10 Signs Of A Bad Data Scientist
With the number of people claiming to be a data scientist growing, the “true” data scientists are becoming hard to find. Here your guide identify the clues to catch a bad data scientists.
By Seamus Breslin, Solas Consulting.
The importance of data in modern day business cannot be questioned with many companies realising the importance of data and analytics to relate to their customers and get the most out of their business.
With added emphasis on the use of data by many companies, from supermarkets to multinational corporations, new roles are developing for data scientists to analyse and investigate what lies behind the figures and what trends can be shown through the collection of data.
While the role may seem relatively straightforward, it can be exceptionally complex and there are key data science skills that are required to excel in the role. While every company will have a different value for particular skills and tools, we take a look at what makes a bad data scientist and what skills are essential to the role.
Not a team player
Data scientists must analyse information and look at what lies beneath the surface. Often, this can involve looking at large quantities of information and working as a unit. If a data scientist cannot function in a team or wants all of the glory, then they are not going to work well with others and produce the best results.
Poor mathematical background
Mathematics is one of the key tools in analysing data. Therefore, it is important that a data scientist has a strong mathematical knowledge and can learn algorithms and other key tools quickly. Having a passion for maths will lead to a higher quality of work.
Poor computing knowledge
To succeed as a data scientist, it is important to have strong computer skills to calculate and present information. Not everything is analysed or presented on paper; thus, a strong digital background is key. If a data scientist doesn’t have knowledge of some of the key platforms, such as Spark, then chances are, they’re a bad one.
Poor communication skills
A data scientist has to bring clarity and insight to data and regardless of whether they can memorise algorithms or key formulas if they cannot communicate their findings or their ideas, then they will not succeed as a data scientist. A data scientist must be approachable and aid the performance of an organisation with good communication.
No business knowledge
A data scientist must have a knowledge of the world of business and know what problems your business has and the problems your company is trying to solve. If they fail to understand business issues then how can they solve the problem?

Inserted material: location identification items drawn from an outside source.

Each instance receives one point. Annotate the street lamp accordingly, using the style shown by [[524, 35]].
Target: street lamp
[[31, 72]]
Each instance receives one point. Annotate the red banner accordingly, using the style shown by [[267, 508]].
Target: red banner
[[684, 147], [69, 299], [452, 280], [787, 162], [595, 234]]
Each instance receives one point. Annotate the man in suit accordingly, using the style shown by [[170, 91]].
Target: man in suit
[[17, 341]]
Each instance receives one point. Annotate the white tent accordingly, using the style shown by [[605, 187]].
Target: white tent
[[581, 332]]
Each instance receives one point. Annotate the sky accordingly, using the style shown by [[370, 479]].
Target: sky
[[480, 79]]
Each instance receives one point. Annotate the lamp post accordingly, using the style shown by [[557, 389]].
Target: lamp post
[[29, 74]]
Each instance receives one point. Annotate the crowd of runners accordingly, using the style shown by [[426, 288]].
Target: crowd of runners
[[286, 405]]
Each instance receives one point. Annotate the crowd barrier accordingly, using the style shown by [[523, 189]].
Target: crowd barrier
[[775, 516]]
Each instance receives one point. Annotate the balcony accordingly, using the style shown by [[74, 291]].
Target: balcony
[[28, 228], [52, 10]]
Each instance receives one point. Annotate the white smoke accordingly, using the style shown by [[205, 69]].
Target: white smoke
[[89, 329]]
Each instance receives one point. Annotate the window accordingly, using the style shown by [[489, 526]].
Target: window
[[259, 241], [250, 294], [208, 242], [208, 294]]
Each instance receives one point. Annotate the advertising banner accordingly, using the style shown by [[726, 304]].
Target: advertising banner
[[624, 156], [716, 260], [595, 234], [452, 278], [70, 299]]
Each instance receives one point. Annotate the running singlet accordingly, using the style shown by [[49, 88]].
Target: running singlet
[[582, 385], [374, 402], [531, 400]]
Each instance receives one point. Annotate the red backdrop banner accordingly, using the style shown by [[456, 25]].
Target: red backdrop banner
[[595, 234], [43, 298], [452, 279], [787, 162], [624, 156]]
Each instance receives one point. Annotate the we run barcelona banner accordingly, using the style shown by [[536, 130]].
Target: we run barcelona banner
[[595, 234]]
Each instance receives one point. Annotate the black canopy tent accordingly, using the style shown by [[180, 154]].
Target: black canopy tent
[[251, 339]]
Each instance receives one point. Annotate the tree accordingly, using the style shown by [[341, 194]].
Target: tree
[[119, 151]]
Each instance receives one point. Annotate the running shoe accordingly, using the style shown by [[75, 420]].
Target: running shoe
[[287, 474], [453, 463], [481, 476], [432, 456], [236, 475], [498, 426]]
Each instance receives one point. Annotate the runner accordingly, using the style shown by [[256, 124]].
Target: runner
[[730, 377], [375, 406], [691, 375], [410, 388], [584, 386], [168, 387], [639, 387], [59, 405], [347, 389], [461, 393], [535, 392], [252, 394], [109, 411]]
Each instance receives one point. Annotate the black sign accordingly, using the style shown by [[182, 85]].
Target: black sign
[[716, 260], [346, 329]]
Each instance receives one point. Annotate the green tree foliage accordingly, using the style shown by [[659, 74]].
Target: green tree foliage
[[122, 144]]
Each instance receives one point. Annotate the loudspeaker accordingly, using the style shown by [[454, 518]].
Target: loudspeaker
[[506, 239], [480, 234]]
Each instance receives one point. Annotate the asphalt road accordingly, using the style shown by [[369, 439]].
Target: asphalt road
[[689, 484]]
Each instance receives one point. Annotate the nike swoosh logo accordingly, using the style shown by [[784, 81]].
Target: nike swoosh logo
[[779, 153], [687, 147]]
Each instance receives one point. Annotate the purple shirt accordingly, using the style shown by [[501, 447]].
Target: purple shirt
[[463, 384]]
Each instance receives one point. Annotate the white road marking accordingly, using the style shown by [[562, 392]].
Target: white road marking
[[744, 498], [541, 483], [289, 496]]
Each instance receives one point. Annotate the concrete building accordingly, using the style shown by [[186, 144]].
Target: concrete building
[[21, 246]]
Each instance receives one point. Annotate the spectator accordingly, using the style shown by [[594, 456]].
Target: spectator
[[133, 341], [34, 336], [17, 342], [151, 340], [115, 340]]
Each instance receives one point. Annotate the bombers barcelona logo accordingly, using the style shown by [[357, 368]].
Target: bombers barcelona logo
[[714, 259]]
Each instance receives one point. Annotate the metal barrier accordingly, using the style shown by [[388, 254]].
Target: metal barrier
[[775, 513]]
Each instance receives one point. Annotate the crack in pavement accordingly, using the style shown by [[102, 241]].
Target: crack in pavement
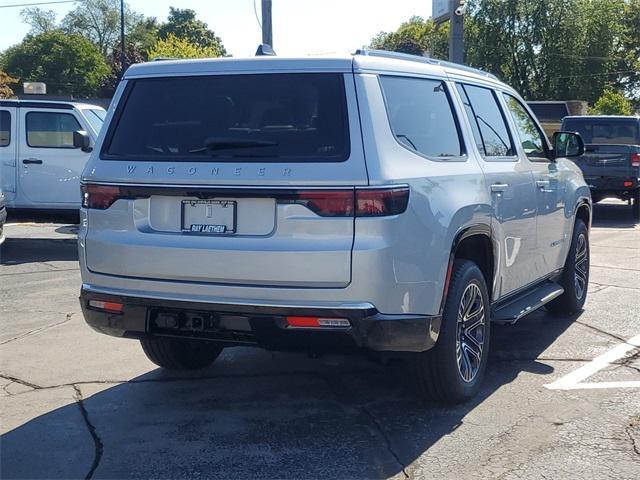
[[634, 424], [38, 330], [97, 442], [339, 393], [603, 332]]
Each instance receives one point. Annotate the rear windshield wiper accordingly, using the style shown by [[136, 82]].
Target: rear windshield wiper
[[212, 144]]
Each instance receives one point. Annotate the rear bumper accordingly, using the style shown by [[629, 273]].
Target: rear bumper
[[602, 184], [262, 326]]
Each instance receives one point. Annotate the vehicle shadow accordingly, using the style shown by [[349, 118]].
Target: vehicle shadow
[[254, 414], [17, 251], [613, 214]]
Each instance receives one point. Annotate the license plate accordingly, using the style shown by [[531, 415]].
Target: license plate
[[209, 217]]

Lack of knowledge about tools
When it comes to data science, there is an arsenal of tools that can be used to collate, analyse and present information. From Scala and Python to SAS and Matlab. A data scientist must have knowledge of most of these tools. If not, they are not a great fit for your business.
SAS only knowledge
Similar to the point above, some “data scientists” have a knowledge of coding and thus have rebranded themselves to be a data scientist. However, if they only know about code, this does not mean that they know how to read or analyse data.

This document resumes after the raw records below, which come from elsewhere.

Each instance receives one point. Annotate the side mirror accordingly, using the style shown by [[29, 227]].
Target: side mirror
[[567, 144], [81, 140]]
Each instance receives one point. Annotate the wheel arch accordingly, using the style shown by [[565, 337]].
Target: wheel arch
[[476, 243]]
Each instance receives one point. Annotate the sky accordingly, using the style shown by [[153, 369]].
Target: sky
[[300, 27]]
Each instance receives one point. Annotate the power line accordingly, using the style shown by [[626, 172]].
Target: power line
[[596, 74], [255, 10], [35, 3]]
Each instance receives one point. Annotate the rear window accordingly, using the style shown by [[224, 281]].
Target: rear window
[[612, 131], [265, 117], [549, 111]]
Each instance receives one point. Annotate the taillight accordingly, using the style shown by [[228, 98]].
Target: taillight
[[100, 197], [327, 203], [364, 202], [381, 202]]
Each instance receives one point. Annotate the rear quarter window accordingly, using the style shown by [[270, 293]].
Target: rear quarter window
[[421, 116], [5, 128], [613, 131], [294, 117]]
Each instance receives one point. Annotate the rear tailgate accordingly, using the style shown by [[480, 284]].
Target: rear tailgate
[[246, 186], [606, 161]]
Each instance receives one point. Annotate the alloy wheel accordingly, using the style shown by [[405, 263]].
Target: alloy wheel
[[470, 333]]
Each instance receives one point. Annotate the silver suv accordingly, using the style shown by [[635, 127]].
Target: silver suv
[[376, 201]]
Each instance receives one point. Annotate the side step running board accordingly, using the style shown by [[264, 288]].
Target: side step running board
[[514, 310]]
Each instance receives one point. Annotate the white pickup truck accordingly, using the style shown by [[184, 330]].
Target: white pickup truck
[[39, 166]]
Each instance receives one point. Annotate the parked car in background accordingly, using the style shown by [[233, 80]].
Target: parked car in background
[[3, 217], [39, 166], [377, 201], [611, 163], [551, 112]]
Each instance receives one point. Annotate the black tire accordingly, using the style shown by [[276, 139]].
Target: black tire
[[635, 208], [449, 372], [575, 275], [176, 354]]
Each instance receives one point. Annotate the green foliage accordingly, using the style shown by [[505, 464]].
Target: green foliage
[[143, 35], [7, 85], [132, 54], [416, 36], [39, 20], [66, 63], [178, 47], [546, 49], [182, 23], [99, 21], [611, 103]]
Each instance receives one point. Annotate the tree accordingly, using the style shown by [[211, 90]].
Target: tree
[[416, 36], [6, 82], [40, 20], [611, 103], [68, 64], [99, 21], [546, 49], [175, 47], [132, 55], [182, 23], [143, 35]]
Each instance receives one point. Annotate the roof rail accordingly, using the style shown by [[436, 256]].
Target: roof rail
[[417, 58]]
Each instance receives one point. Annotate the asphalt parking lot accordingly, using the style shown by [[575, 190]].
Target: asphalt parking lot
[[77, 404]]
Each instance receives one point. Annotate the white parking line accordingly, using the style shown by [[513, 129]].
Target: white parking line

Don’t want to get their hands dirty
If a data scientist is unwilling to take risks, analyse data and dig into the code, then they will simply not fit into any organisation. Being a data scientist takes risk and a hard-working ethos.
A know it all
Nothing is ever the answer when analysing data until the data proves or matches the relevant theory. If a data scientist is convinced that they have the right answers all the time, then they will never be able to see out of their own prism, thus, they will never be able to adequately review figures.

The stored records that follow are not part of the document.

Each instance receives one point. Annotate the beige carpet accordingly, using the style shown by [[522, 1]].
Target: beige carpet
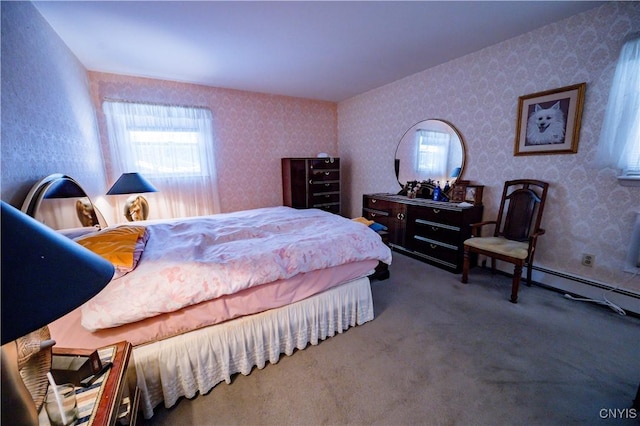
[[443, 353]]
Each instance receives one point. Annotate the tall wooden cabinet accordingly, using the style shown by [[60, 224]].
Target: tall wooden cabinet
[[311, 183], [432, 231]]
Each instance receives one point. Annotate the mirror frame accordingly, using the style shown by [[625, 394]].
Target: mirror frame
[[462, 145], [42, 189]]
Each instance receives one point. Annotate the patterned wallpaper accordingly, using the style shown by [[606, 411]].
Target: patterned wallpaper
[[587, 210], [49, 125], [48, 122], [252, 131]]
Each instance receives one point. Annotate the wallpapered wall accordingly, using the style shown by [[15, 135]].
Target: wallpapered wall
[[48, 122], [252, 131], [587, 210]]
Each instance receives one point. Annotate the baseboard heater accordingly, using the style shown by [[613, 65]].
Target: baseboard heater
[[579, 286]]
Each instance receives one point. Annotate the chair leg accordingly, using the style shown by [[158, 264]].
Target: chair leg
[[517, 272], [529, 271], [465, 265]]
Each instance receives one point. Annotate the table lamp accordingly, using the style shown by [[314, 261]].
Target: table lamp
[[44, 276], [136, 207]]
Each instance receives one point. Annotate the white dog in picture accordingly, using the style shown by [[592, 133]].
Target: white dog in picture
[[546, 125]]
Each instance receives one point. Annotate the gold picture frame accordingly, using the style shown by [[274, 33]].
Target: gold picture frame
[[549, 121]]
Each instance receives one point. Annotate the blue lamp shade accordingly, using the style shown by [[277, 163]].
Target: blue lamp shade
[[45, 275], [131, 183]]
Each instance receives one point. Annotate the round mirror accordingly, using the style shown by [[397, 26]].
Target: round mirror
[[431, 150], [59, 202]]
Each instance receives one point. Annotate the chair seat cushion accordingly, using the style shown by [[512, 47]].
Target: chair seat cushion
[[516, 249]]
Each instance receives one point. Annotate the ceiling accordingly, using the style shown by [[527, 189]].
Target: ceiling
[[325, 50]]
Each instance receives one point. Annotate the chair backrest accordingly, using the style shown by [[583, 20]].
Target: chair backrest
[[521, 208]]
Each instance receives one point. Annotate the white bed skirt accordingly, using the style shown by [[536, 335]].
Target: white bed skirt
[[196, 361]]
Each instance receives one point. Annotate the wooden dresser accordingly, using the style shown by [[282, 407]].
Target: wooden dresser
[[429, 230], [311, 183]]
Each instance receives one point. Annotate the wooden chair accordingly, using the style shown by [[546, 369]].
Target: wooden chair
[[516, 230]]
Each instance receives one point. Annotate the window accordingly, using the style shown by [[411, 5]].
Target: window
[[433, 149], [175, 151], [172, 146], [619, 145]]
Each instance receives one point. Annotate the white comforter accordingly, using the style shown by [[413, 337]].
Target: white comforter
[[193, 260]]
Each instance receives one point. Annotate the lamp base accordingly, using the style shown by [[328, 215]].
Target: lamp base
[[136, 208]]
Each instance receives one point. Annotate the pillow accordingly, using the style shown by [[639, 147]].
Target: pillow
[[377, 227], [122, 246], [362, 220], [74, 233]]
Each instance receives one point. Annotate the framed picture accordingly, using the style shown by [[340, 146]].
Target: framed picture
[[549, 122], [458, 192], [473, 194]]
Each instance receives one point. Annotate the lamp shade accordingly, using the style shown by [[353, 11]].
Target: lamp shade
[[131, 183], [44, 274]]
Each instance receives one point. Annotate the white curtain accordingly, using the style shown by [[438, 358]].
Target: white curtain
[[433, 149], [171, 146], [619, 145]]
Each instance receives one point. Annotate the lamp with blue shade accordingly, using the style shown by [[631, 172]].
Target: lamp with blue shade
[[45, 275], [136, 207]]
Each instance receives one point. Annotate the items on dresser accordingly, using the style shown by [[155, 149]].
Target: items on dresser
[[429, 230], [311, 183]]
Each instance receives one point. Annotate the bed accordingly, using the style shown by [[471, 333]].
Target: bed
[[213, 296]]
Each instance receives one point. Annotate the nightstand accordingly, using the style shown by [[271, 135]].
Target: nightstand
[[113, 398]]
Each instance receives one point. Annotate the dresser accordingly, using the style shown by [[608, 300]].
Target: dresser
[[311, 183], [114, 397], [431, 231]]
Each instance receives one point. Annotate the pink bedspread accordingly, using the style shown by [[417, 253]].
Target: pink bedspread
[[194, 260], [68, 332]]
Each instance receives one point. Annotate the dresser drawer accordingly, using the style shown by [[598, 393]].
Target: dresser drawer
[[377, 204], [318, 187], [329, 207], [435, 250], [437, 231], [438, 215], [324, 163], [324, 198], [324, 176]]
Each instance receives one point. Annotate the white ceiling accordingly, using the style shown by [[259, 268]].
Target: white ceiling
[[326, 50]]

Lacking a natural sense of curiosity
Most data scientists need to find the answers and wish to find out the trends and data behind the figures if a data scientist is not curious or is unmotivated to find out what makes things tick, this is exceptionally bad practice.
Bio: Seamus Breslin is the Founder and Managing Director of Solas Consulting, and has over 11 years experience in the IT sector. Solas specialises in placing Data, BI , SQL , Oracle , Java and .Net professionals.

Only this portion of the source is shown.